Daar waar het hof de voorgedrukte in de Roemeense taal opgestelde tekst op de overgelegde formulieren E115 en E116 nog kan begrijpen door deze tekst te vergelijken met de voorgedrukte teksten in de in de Nederlandse taal opgestelde E115 en E116 formulieren, geldt dit niet voor de handgeschreven teksten op het overgelegde E116-formulier. Daarnaast zijn de overgelegde formulieren niet goed leesbaar. Teneinde te kunnen beoordelen of [geïntimeerde], zoals hij stelt, daadwerkelijk ook de laatste twee weken van juli 2010 niet in staat was te werken wegens ziekte, stelt het hof [geïntimeerde] in de gelegenheid om bij akte de originelen van de door hem overgelegde formulieren, voorzien van een beëdigde vertaling van de handgeschreven teksten in de Nederlandse taal, ter griffie van het hof te deponeren.
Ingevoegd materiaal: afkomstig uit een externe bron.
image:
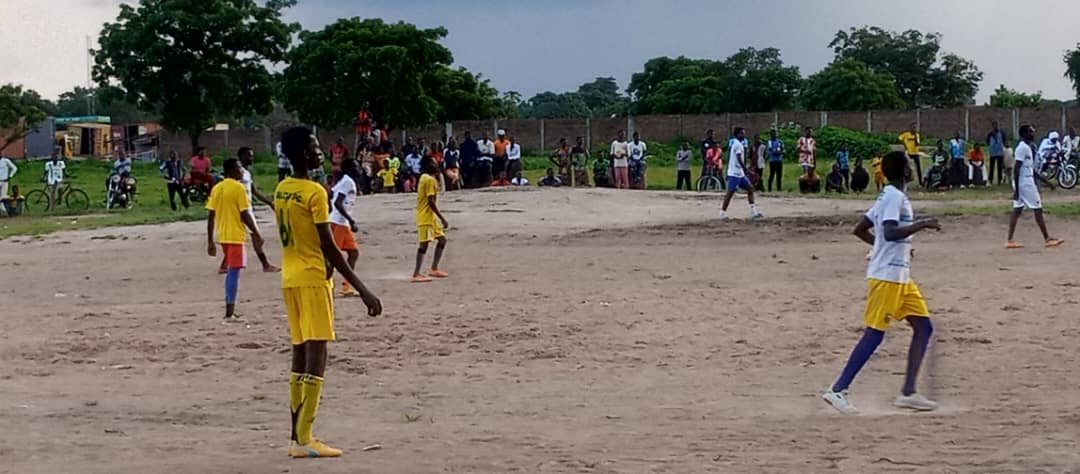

Het hof merkt voorts op dat, gelet op de data waarop de formulieren zijn afgestempeld (20 juli 2010 en 21 juli 2010), de formulieren reeds ten tijde van de inleidende dagvaarding beschikbaar waren, althans hadden moeten zijn. Het hof stelt [geïntimeerde] tevens in de gelegenheid bij akte een verklaring te geven voor het feit dat de formulieren eerst in hoger beroep zijn overgelegd en niet reeds bij de inleidende dagvaarding.
7.5.
Het hof houdt iedere verdere beslissing aan.

8.De uitspraak

Het hof:
verwijst de zaak naar de rol van 17 maart 2015 voor akte aan de zijde van [geïntimeerde] met het hiervoor onder r.o. 7.4 vermelde doel;
houdt iedere verdere beslissing aan.
Dit arrest is gewezen door mrs. C.E.L.M. Smeenk-van der Weijden, M.J.H.A. Venner-Lijten en A.A.H. van Hoek en in het openbaar uitgesproken door de rolraadsheer op 3 maart 2015.